# Bow stand



## ENB (Nov 12, 2013)

Without breaking the back whats the best bow stand to buy thats not a pop up?


----------



## TX HOOKSETTER (Oct 8, 2009)

For ground blinds I build mine out of T-Post and cattle panels.

(3) T-Posts [7 footers]
(1) 20 foot by 6 foot panel
(9) 2X4 [8 foot long]
(1) 12X12 black tarp
(2) rolls of black cloth paper [tar paper]
(1) camo net

Put 1 post in the ground. Then tie one end of the panel to the post. Make about a 6 foot circle with the panel and leave about a 2 foot gap. This is where the second post will go at. Tie the panel to the second post. Take the third post and put it on the opposite side of the first two posts. This will help hold the panel in a circular shape. Wrap the sides with the black cloth, tar paper or black tarp. Next make an octagon out of the 2X4 that will fit over the panel. Lay the 12X12 tarp over it for the roof. Put the entire blind under the camo net. Last cut out one window to shoot out of.


----------



## Sgrem (Oct 5, 2005)

We make these because they are so easy for one person to load/move/unload. Or can make a platform for it too....
And snakes ain't gettin in....


----------



## Fishin' Soldier (Dec 25, 2007)

sgrem said:


> We make these because they are so easy for one person to load/move/unload.
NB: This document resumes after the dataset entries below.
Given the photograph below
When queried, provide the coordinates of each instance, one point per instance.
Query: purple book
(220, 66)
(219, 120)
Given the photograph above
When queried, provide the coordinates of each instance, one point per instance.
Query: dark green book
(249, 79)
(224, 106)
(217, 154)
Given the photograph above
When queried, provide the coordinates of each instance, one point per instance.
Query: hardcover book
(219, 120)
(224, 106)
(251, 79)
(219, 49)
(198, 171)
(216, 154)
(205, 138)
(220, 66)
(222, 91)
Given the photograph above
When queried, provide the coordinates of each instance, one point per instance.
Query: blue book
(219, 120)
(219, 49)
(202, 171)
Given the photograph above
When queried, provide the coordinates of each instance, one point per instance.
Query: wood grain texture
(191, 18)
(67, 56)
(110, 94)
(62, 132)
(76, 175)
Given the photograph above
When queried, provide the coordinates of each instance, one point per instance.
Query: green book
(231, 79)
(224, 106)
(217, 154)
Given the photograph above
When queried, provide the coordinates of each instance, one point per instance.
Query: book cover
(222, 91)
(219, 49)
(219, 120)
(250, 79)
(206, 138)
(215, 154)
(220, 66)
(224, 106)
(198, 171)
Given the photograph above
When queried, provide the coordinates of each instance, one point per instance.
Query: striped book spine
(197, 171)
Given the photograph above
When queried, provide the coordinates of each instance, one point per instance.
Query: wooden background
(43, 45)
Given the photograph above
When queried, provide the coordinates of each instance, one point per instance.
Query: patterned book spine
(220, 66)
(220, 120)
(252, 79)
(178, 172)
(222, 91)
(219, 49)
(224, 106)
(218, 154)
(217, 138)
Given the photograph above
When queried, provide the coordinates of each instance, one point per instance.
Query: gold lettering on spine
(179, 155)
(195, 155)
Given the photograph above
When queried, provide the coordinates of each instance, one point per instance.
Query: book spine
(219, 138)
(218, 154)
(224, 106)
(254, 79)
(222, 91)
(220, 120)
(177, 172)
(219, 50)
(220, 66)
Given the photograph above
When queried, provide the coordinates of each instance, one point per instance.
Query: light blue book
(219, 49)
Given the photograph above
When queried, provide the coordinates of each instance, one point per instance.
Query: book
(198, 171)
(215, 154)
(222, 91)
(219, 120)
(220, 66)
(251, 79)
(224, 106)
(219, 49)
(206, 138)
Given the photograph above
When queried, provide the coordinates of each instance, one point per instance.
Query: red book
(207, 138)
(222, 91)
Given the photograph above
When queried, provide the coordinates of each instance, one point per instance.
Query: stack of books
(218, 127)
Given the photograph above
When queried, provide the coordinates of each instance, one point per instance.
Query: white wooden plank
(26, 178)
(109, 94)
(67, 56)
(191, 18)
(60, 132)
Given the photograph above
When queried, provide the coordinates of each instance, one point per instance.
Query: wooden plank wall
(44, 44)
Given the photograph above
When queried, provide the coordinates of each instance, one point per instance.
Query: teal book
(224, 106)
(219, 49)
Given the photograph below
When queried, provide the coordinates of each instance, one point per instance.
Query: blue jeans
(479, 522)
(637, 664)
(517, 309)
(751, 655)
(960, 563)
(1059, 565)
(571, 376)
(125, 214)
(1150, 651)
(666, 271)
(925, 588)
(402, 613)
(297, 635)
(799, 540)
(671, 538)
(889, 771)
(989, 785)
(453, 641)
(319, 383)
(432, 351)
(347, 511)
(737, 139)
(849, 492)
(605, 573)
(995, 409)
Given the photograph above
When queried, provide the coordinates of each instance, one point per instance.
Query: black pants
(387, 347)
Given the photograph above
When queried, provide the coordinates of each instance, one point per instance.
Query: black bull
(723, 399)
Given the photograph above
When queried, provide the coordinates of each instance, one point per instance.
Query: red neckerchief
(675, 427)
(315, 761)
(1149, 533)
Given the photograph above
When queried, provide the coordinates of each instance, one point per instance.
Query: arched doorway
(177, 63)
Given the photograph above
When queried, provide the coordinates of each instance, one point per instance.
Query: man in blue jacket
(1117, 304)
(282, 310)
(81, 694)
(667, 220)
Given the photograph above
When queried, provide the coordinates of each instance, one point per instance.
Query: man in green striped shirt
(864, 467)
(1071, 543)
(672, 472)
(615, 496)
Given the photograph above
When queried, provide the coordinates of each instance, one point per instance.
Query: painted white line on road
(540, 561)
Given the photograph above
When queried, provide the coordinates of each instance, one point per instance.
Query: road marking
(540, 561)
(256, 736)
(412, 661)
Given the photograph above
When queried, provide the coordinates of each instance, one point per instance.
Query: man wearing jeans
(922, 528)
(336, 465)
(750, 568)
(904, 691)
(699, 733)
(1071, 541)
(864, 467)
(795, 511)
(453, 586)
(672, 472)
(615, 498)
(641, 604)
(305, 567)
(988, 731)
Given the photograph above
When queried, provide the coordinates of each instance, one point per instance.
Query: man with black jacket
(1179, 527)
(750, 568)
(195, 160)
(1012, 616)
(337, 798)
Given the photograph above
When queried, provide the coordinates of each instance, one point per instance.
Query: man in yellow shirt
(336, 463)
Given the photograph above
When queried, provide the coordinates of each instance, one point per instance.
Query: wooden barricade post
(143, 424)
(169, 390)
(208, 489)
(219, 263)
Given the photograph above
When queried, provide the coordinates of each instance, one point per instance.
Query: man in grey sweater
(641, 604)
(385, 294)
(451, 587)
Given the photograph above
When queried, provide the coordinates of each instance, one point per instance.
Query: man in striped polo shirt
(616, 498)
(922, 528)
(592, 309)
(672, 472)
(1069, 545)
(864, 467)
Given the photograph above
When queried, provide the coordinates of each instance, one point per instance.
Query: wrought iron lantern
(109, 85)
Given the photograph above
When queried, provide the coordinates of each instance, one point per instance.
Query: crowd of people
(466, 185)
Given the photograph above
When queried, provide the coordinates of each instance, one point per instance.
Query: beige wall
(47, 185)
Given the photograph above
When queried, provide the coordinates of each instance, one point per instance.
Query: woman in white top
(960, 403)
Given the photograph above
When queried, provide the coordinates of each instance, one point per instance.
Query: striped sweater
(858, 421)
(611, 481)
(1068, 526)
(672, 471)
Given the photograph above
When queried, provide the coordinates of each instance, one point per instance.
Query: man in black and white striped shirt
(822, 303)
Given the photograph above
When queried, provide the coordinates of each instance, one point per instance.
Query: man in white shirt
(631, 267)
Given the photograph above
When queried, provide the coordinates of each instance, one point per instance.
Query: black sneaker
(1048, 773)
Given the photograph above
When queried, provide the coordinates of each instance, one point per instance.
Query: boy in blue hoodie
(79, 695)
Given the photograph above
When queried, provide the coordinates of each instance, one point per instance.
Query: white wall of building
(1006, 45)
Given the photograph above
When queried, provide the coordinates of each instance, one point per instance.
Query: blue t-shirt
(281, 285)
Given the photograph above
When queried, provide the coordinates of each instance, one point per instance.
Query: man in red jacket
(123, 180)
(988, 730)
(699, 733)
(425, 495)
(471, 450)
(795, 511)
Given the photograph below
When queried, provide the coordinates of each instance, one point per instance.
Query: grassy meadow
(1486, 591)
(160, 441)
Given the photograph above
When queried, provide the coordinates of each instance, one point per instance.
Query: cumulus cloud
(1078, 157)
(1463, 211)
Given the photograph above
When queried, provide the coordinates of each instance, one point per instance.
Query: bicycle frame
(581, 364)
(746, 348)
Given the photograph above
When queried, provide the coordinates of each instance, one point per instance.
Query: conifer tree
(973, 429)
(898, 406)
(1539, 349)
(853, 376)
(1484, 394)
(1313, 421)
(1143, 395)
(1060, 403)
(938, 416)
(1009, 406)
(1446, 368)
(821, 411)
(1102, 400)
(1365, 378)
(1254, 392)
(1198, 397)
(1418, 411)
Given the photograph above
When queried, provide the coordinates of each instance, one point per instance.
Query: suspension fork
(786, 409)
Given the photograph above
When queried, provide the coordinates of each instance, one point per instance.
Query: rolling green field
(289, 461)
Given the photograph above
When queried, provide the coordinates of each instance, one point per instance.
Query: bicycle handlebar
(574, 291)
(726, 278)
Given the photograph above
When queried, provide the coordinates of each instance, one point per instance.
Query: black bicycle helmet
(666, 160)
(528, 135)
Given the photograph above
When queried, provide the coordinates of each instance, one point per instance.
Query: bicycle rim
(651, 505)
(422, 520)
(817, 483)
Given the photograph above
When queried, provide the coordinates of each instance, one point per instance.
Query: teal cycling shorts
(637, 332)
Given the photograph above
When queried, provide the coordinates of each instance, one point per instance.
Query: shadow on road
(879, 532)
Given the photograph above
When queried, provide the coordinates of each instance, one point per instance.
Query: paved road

Or can make a platform for it too....
> And snakes ain't gettin in....


What kind of price tag on these?


----------



## ENB (Nov 12, 2013)

how much are those


----------



## Sgrem (Oct 5, 2005)

http://2coolfishing.com/forum/showthread.php?t=1983930

Here you go guys.


----------



## Bird (May 10, 2005)

Those are really nice blinds. I've looked at a bunch and those look good. I really like those big archery window.


----------



## Saddle Blanket (Jul 18, 2013)

Krivoman Blinds

Sent from my SAMSUNG-SM-N910A using Tapatalk


----------



## KevBow (Mar 18, 2011)

Just make a brush blind or buy a cheap tripod


----------



## DCUnger (Jul 25, 2012)

Cheap tripod and brush them in, no higher than the trees behind you!


----------